Diet culture conditions people to believe these patterns are normal. Unfortunately, this often fosters poor self-esteem and negative self-talk. Many internalize the idea that being thin makes someone more valuable or worthy than someone who isn’t, leading to an all-or-nothing mindset around food, body image, and exercise.

This approach can develop into disordered eating patterns that lack a focus on real nutrition. Instead of valuing a balanced diet, the emphasis falls on restricting calories, punishing yourself through exercise, and avoiding “bad foods.”


Food Is More Than Fuel

While food does fuel the body, it also plays an important cultural and emotional role. Diet culture isolates food as something that must be earned and removes the joy and social connection that comes from eating. Around holidays especially, diet culture intensifies—through ads for detoxes, weight-loss “resets,” and gym promotions. These practices are often unscientific and can deprive your body of valuable nutrients it needs to function optimally.

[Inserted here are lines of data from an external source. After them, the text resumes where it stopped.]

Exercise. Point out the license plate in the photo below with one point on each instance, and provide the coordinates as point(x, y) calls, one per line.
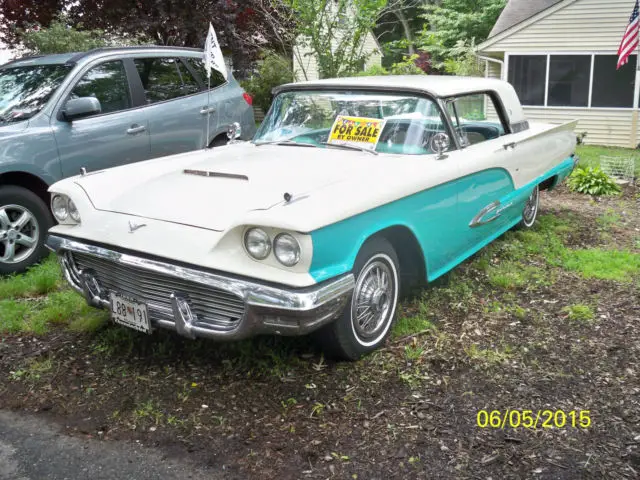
point(130, 313)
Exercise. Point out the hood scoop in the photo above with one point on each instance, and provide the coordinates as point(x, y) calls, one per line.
point(205, 173)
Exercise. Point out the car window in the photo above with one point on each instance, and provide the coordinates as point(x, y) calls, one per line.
point(108, 83)
point(198, 65)
point(25, 90)
point(165, 79)
point(475, 118)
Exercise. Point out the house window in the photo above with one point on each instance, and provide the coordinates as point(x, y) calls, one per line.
point(569, 80)
point(528, 74)
point(613, 88)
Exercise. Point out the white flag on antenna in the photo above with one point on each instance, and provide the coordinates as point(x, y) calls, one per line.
point(213, 54)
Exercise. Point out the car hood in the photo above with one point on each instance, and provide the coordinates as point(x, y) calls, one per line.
point(213, 189)
point(12, 129)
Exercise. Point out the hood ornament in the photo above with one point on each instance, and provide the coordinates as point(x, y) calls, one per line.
point(133, 226)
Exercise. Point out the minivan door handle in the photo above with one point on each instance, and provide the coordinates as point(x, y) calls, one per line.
point(135, 129)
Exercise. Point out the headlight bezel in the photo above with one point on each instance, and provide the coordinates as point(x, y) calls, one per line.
point(64, 210)
point(60, 211)
point(293, 242)
point(266, 239)
point(73, 211)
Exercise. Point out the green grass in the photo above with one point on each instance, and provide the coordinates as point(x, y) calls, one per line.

When Dieting Becomes Obsession

At its extreme, diet culture can manifest as Orthorexia, an unhealthy obsession with eating “correctly” or “cleanly.” This can harm daily functioning, social life, and emotional health. Signs of orthorexia may include:

  • Following rigid eating rituals

  • Avoiding foods deemed “unhealthy” without medical reason (e.g., gluten without intolerance)

  • Restrictive fad diets, detoxes, and cleanses

Left unchecked, this can contribute to serious mental health conditions such as anorexia nervosa, obsessive-compulsive disorder, or body dysmorphic disorder.


The Connection to Body Image

Because diet culture glorifies thinness, it reinforces the harmful belief that health equals being thin. Celebrities and influencers often glamorize diet products or weight-loss tools, but these promote thinness as the path to happiness, acceptance, and health. The reality is that appearance does not paint a complete picture of health. People of all body sizes can live happy, healthy, fulfilling lives.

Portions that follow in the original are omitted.